I gave a talk last week at the University of Luzon on Big Data Analytics upon the invitation of Dean Dads Caronongan. I used this opportunity to conduct a social experiment. I asked the students to fill out a short survey. The students were to detail their top five SMS buddies and top five voice call buddies.
Using Gephi (a network graph visualization tool) with lots of ETL (extact, transform, load) help from Ms Rina and student assistants Jolo Cepeda and Jan Nel, I was able to generate a social network graph of the UL CS/IT student body which is shown below:
The student body is shown with different communities (clicques/barkadas) that are highlighted in different colors with the larger circles representing individuals that are more ‘central’ members of each of the communities. The lines among the individuals represent the SMS or voice links among members.
This social network graph can help explain how an idea/lesson/tsimis can be spread throughout the student body. You can disseminate information more effectively by specifically targeting message to the individuals that are more “central” (Eigenvector, Betweenness and Degree) to the community.
Since these individuals are “central”, they most likely are the leaders and key influencers/ trendsetters of the community. They are more connected and can easily relay information to the rest of their friends in the social network.
If you want to learn more, check out Lada Adamic’s Coursera offerings at https://www.coursera.org/instructor/ladamic
Interesting as this is, I wondered if we can also use the meta data of the survey to gain additional insights about the students? Meta data refers to data that gives information about other data.

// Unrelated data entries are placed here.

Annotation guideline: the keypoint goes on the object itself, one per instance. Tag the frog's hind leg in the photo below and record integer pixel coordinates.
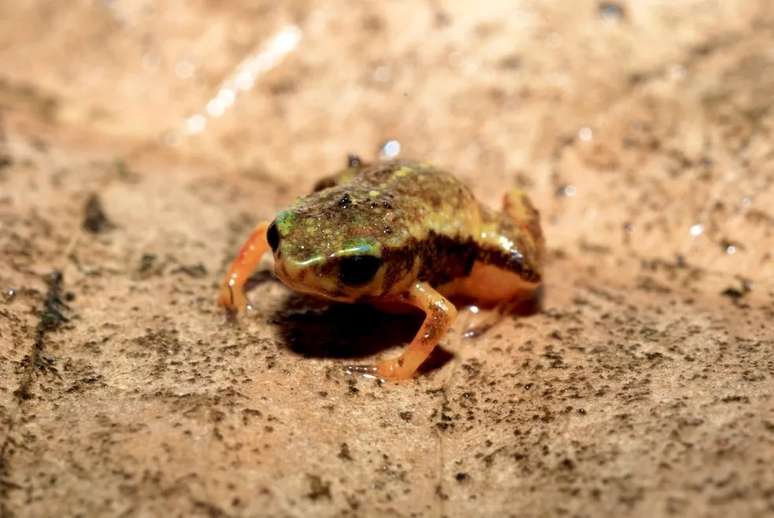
(519, 211)
(232, 289)
(439, 314)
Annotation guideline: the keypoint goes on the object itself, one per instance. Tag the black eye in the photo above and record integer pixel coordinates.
(358, 269)
(272, 236)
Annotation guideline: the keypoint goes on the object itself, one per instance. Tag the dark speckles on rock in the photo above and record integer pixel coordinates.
(318, 488)
(94, 218)
(344, 452)
(345, 201)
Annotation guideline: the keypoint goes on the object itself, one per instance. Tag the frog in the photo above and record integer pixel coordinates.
(398, 234)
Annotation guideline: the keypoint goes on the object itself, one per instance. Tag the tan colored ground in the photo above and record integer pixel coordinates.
(642, 388)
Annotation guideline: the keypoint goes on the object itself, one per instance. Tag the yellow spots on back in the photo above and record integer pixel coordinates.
(403, 171)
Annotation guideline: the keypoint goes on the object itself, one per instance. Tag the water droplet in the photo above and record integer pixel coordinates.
(611, 11)
(389, 150)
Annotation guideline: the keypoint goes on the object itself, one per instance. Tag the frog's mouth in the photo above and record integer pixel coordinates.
(311, 278)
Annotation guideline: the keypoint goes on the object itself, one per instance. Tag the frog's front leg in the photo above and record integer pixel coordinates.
(439, 314)
(232, 290)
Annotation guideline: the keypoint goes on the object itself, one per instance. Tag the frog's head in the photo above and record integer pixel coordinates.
(325, 256)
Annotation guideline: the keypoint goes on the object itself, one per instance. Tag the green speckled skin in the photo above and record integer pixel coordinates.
(422, 222)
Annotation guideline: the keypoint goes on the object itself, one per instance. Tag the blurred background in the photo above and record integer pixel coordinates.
(643, 131)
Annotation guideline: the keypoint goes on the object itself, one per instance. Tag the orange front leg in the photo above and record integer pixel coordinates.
(440, 313)
(232, 290)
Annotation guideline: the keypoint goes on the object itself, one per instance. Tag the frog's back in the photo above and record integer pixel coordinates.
(428, 224)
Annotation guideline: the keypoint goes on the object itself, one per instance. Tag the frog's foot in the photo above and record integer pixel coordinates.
(232, 289)
(440, 313)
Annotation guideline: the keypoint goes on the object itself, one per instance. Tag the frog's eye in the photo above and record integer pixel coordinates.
(272, 236)
(358, 269)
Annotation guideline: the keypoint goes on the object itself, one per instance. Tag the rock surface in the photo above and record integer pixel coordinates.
(141, 141)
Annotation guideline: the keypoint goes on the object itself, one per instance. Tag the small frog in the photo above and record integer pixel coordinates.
(398, 233)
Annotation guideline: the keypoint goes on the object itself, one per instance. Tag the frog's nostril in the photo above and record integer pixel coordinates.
(272, 236)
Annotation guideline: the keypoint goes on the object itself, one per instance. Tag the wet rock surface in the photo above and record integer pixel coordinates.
(642, 387)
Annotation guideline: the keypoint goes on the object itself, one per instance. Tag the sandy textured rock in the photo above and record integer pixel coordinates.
(643, 387)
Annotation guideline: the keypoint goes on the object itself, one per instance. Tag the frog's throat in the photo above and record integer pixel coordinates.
(309, 282)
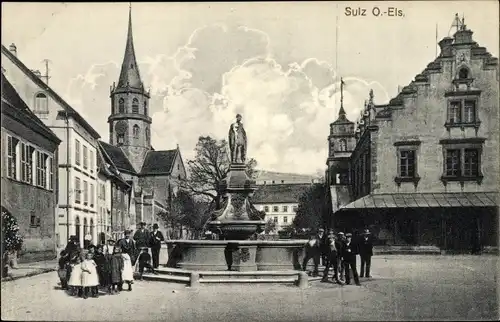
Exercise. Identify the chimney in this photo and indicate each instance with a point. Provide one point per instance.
(13, 49)
(445, 45)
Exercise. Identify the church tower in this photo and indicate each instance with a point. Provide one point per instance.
(341, 143)
(129, 122)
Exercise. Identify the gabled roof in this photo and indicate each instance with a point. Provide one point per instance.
(71, 111)
(15, 107)
(279, 193)
(159, 162)
(118, 157)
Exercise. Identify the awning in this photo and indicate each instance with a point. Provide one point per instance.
(425, 200)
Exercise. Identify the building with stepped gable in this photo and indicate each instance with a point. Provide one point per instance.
(424, 168)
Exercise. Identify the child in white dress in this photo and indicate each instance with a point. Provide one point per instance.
(75, 277)
(128, 271)
(90, 278)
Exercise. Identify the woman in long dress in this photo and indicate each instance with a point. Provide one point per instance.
(128, 271)
(75, 277)
(90, 279)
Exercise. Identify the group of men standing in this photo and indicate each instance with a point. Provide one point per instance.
(339, 251)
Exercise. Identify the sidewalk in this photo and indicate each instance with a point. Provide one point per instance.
(30, 269)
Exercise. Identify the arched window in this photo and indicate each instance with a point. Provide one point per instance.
(463, 73)
(77, 227)
(135, 131)
(41, 105)
(342, 145)
(121, 105)
(120, 139)
(135, 106)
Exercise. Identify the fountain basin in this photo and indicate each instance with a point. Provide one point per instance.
(239, 255)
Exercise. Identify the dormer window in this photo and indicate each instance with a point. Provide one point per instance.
(41, 105)
(463, 73)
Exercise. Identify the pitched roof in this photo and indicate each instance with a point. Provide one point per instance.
(118, 157)
(279, 193)
(129, 74)
(159, 162)
(15, 107)
(71, 111)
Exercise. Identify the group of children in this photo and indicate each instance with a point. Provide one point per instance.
(84, 271)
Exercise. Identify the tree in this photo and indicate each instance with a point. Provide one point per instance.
(209, 167)
(313, 208)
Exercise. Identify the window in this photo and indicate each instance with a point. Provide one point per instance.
(26, 163)
(454, 112)
(12, 157)
(469, 111)
(471, 162)
(78, 191)
(462, 111)
(463, 73)
(77, 152)
(41, 105)
(85, 192)
(343, 145)
(135, 106)
(407, 163)
(452, 163)
(120, 139)
(34, 220)
(41, 170)
(121, 105)
(50, 173)
(135, 131)
(85, 157)
(91, 160)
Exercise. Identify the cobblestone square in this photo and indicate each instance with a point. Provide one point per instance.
(403, 287)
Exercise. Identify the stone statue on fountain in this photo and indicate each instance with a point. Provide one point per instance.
(237, 141)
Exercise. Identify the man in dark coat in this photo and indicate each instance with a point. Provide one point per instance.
(142, 236)
(128, 245)
(366, 253)
(349, 257)
(155, 243)
(332, 257)
(312, 250)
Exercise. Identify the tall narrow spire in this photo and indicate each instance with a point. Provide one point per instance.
(129, 75)
(341, 110)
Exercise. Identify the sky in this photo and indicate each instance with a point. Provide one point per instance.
(278, 64)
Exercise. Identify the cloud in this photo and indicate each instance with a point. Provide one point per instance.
(221, 71)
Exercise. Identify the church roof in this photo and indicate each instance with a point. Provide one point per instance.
(14, 106)
(159, 162)
(280, 193)
(118, 157)
(129, 74)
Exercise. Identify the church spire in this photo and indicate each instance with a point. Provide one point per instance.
(341, 110)
(129, 75)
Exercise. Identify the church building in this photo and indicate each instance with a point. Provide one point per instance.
(153, 175)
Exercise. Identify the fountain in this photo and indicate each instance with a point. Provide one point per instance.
(237, 220)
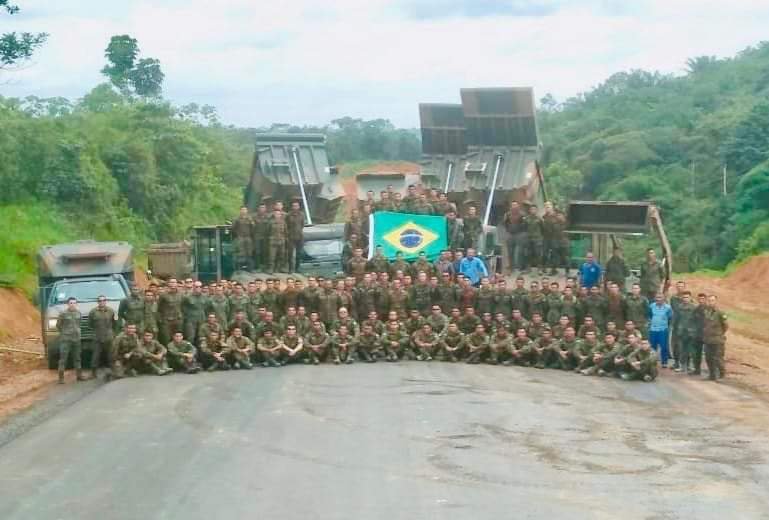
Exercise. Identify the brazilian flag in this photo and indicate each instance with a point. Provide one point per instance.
(409, 234)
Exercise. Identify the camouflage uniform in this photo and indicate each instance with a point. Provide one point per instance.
(178, 357)
(242, 234)
(425, 344)
(278, 233)
(170, 313)
(316, 344)
(68, 325)
(102, 322)
(194, 311)
(131, 312)
(295, 222)
(714, 338)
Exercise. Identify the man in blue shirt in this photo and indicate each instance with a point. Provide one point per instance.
(473, 268)
(590, 272)
(660, 315)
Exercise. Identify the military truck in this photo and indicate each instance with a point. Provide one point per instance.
(213, 257)
(83, 270)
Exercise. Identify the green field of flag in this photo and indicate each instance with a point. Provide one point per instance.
(409, 234)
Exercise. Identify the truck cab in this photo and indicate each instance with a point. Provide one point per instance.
(83, 270)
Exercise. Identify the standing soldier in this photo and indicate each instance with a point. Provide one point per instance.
(278, 232)
(261, 234)
(219, 304)
(472, 227)
(651, 275)
(68, 325)
(194, 310)
(182, 355)
(170, 311)
(150, 321)
(295, 224)
(455, 230)
(516, 237)
(616, 269)
(243, 235)
(131, 310)
(102, 321)
(124, 344)
(317, 343)
(533, 225)
(714, 337)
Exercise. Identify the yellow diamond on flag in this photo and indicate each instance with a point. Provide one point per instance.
(410, 238)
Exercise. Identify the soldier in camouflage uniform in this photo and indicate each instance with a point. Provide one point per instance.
(102, 321)
(295, 222)
(194, 311)
(182, 355)
(642, 364)
(123, 346)
(394, 340)
(170, 312)
(151, 357)
(269, 349)
(68, 325)
(424, 341)
(131, 310)
(240, 349)
(714, 338)
(243, 239)
(472, 228)
(213, 352)
(343, 346)
(261, 235)
(278, 233)
(316, 343)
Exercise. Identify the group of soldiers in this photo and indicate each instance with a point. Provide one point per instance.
(269, 240)
(391, 315)
(533, 240)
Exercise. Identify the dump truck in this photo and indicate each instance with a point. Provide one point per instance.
(483, 151)
(295, 166)
(607, 222)
(83, 270)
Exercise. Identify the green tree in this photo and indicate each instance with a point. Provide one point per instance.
(17, 48)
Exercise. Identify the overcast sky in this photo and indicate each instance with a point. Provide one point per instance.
(307, 61)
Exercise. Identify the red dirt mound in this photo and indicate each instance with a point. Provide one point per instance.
(19, 319)
(752, 275)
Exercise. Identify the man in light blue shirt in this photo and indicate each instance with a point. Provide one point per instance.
(473, 268)
(660, 315)
(590, 272)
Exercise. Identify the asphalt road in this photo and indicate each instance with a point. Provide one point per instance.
(416, 440)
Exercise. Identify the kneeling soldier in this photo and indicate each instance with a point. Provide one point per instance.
(213, 352)
(452, 344)
(424, 341)
(240, 349)
(343, 346)
(316, 343)
(269, 349)
(181, 355)
(477, 344)
(642, 363)
(394, 340)
(367, 344)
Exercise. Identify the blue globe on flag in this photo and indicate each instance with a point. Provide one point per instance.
(410, 238)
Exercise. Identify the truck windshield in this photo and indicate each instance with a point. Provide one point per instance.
(322, 248)
(87, 291)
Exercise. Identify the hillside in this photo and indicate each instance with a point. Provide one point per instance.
(646, 136)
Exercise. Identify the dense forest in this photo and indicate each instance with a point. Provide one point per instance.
(673, 140)
(123, 163)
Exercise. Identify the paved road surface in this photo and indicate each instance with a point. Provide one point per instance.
(417, 440)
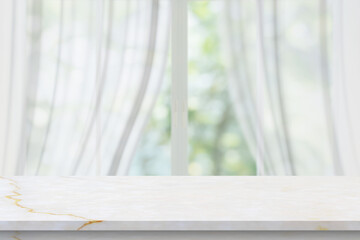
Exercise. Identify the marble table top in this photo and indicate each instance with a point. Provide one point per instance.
(179, 203)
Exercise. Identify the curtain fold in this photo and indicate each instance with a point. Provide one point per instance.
(94, 69)
(263, 82)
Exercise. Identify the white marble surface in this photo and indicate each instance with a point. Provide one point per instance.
(179, 203)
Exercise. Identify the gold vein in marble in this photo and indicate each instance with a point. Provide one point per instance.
(321, 228)
(16, 200)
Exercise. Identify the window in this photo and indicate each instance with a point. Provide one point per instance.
(165, 87)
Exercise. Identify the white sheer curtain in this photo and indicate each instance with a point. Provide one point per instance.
(80, 84)
(285, 60)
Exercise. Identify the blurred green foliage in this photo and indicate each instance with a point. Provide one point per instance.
(216, 146)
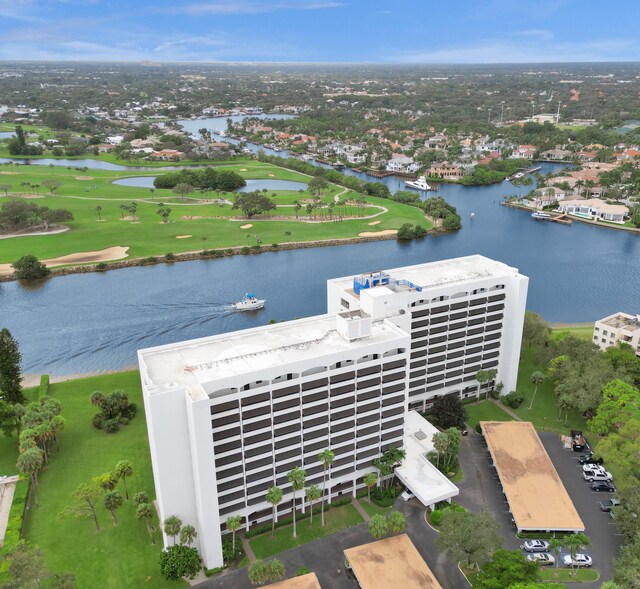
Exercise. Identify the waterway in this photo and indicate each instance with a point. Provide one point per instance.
(92, 322)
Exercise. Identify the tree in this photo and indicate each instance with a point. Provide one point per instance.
(172, 526)
(378, 526)
(395, 522)
(535, 331)
(86, 500)
(575, 542)
(536, 378)
(506, 568)
(233, 525)
(113, 501)
(472, 537)
(448, 411)
(179, 561)
(145, 511)
(313, 493)
(253, 203)
(10, 371)
(30, 268)
(183, 189)
(326, 458)
(188, 534)
(370, 479)
(123, 470)
(296, 477)
(258, 572)
(274, 496)
(52, 184)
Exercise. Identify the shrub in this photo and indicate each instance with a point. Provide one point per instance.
(435, 517)
(43, 391)
(30, 268)
(514, 399)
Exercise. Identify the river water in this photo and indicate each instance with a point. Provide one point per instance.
(90, 322)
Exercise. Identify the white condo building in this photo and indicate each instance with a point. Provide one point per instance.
(229, 415)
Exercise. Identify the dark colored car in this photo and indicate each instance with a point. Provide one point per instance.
(604, 486)
(589, 459)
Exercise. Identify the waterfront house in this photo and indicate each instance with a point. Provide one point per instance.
(594, 208)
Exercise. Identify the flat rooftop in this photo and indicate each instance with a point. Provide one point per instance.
(193, 363)
(428, 484)
(444, 273)
(309, 581)
(392, 562)
(537, 498)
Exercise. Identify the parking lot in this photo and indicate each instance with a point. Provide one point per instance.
(480, 490)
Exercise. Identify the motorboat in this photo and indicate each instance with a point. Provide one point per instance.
(249, 303)
(419, 184)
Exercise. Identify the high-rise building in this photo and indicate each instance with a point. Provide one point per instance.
(229, 415)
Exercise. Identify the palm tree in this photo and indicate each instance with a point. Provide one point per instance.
(145, 511)
(258, 572)
(112, 501)
(296, 477)
(187, 535)
(536, 378)
(274, 496)
(233, 524)
(123, 470)
(326, 458)
(370, 479)
(313, 493)
(172, 526)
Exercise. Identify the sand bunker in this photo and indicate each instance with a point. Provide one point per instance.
(106, 255)
(377, 233)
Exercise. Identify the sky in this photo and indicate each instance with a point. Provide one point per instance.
(386, 31)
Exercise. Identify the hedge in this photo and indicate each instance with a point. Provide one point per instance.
(43, 391)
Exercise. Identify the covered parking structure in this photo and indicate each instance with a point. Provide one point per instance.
(537, 498)
(392, 562)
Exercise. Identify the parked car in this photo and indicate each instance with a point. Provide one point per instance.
(605, 486)
(542, 558)
(535, 546)
(596, 474)
(609, 504)
(588, 458)
(407, 495)
(580, 560)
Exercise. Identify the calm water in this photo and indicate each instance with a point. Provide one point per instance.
(147, 182)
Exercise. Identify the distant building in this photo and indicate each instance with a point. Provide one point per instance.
(618, 328)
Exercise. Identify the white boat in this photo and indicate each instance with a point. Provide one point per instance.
(249, 303)
(419, 184)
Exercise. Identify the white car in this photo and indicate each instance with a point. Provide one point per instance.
(407, 495)
(580, 560)
(542, 558)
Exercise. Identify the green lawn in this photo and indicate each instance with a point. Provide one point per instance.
(336, 519)
(567, 575)
(372, 508)
(544, 413)
(485, 411)
(190, 217)
(119, 556)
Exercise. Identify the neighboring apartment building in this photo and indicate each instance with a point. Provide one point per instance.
(229, 415)
(620, 327)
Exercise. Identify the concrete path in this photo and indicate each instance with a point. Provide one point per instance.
(360, 510)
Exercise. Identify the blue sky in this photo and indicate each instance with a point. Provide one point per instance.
(408, 31)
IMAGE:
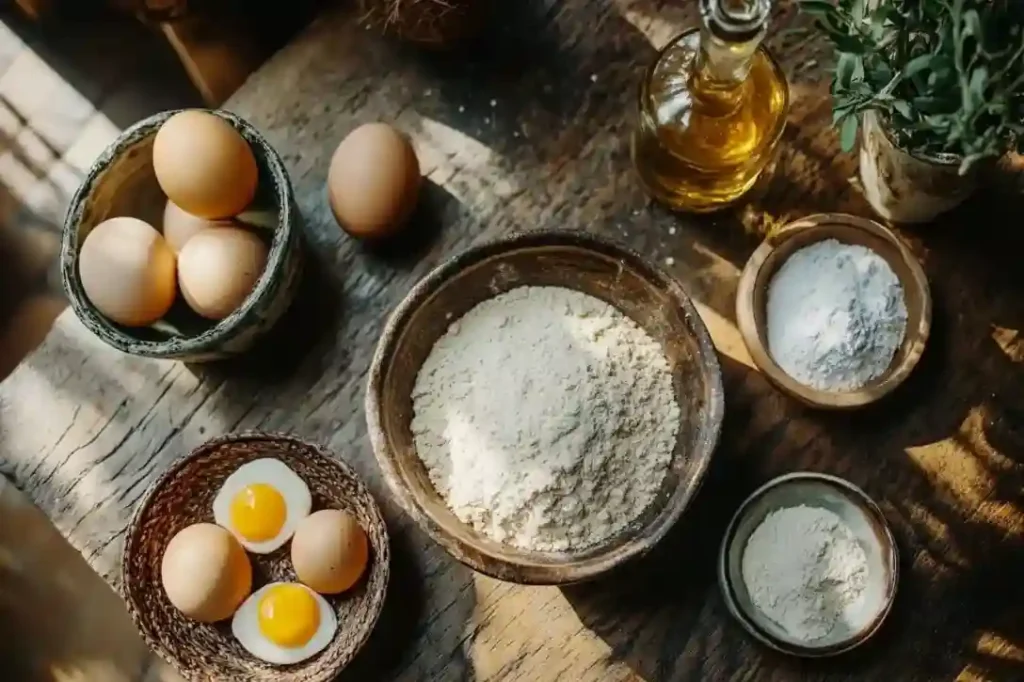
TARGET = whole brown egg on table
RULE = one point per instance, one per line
(374, 181)
(132, 272)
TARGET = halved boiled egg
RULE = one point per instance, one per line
(285, 623)
(261, 504)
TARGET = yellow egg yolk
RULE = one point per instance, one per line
(289, 615)
(258, 512)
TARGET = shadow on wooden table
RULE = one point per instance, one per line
(58, 621)
(414, 610)
(944, 456)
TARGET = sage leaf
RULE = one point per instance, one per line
(848, 133)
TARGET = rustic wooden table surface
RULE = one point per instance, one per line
(534, 133)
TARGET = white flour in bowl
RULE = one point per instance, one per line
(546, 419)
(836, 315)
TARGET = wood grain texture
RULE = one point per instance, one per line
(84, 429)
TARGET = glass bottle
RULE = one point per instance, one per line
(712, 110)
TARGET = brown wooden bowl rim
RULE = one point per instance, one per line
(524, 572)
(383, 560)
(755, 275)
(890, 548)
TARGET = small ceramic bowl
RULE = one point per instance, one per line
(573, 260)
(122, 182)
(184, 496)
(871, 531)
(752, 298)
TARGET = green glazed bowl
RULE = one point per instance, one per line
(122, 182)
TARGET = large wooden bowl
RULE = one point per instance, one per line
(184, 496)
(651, 298)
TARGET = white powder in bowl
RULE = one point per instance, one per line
(546, 419)
(836, 315)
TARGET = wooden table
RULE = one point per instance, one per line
(534, 133)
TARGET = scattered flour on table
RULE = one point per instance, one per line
(805, 570)
(836, 315)
(546, 419)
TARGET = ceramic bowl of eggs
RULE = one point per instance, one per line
(183, 240)
(256, 557)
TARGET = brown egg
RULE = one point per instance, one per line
(374, 181)
(218, 268)
(204, 165)
(205, 572)
(330, 551)
(127, 271)
(179, 225)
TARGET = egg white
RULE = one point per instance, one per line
(298, 502)
(245, 627)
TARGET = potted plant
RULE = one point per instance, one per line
(937, 88)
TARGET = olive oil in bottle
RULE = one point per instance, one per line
(712, 110)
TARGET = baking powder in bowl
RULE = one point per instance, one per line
(546, 419)
(836, 315)
(805, 570)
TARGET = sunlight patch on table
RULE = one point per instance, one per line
(958, 468)
(936, 534)
(552, 626)
(992, 644)
(462, 165)
(89, 671)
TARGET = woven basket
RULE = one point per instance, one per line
(184, 496)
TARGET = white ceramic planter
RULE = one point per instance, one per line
(905, 187)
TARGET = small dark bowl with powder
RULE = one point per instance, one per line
(809, 565)
(653, 301)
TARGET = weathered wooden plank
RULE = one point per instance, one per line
(532, 132)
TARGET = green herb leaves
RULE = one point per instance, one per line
(947, 76)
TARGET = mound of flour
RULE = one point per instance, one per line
(546, 419)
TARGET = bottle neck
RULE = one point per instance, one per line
(729, 39)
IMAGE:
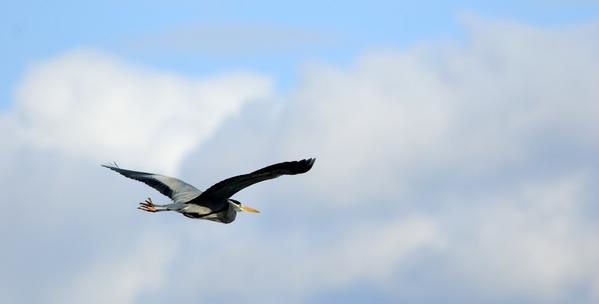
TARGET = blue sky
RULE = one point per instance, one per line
(456, 149)
(32, 31)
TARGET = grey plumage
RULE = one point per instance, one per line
(215, 203)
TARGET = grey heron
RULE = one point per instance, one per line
(214, 204)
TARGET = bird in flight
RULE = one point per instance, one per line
(214, 204)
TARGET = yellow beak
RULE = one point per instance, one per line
(248, 209)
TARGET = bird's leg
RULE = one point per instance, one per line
(148, 206)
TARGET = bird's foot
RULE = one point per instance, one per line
(147, 205)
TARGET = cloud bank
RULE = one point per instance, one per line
(447, 172)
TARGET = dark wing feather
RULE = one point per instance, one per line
(176, 189)
(228, 187)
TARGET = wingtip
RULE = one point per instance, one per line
(110, 166)
(307, 164)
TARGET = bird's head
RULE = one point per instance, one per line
(241, 207)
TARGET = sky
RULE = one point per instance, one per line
(456, 150)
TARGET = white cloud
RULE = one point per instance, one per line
(474, 156)
(122, 277)
(533, 241)
(87, 104)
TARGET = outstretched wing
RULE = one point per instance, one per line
(228, 187)
(176, 189)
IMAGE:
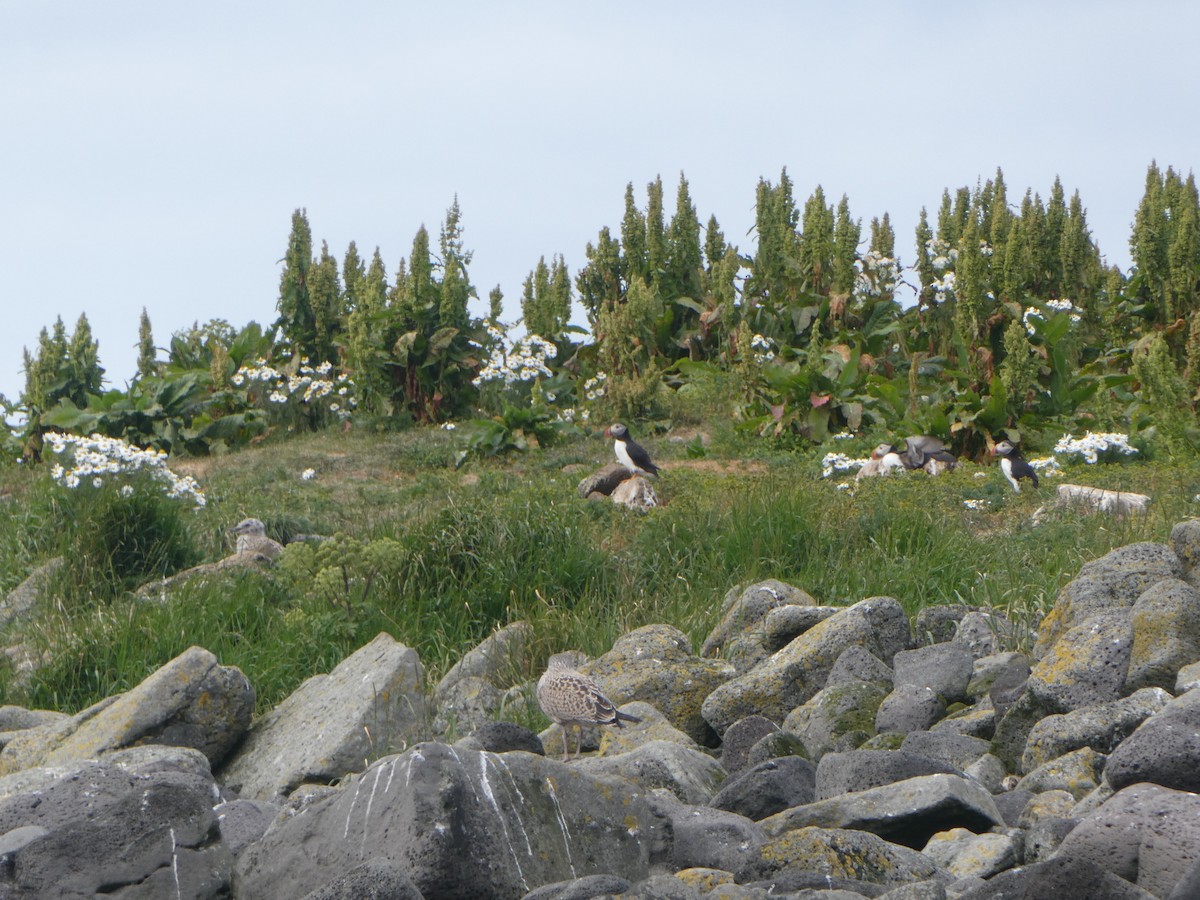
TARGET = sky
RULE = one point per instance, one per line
(151, 154)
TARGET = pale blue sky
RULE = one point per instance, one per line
(153, 153)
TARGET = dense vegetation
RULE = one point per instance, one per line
(442, 533)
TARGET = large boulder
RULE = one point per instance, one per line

These are the parts of the survey that are typically ‘thrown away’ — like the time the survey was taken, the IP (Internet Protocol) address, how long it took to complete the survey and the browser type etc.
Apparently there might be something there.
By tracking the time elapsed between the “Announcement” and the time the students actually took the survey, we can get a proxy measure for technology adoption profiles. The lower left graph shows the days elapsed from “Announcement” and the number of students that took the survey on each of those time periods.
As expected, there was a general bell curve pattern that corresponds to the Technology adoption curve on the Upper left side. Fourth year (graduating) students and 2nd year students were among the largest groups in the ‘Innovators’ stage.
We also know that a majority of the respondents took no more than 12 minutes to complete the survey (see upper right histogram). Then using the IP address information, we can also track the network providers and infer the location of the students as they did the survey. I hope these are important insights for data analyst and marketing professionals.
P.S. My kids tell me that they find the graphs ‘intimidating’. And yes, I agree they are, but do take the time to understand them and you will see that they pack a lot of information in them. Humans can recognize patterns 60x better than looking at numbers. I’m still struggling between brevity and clarity. If you have ideas, please do post a comment here.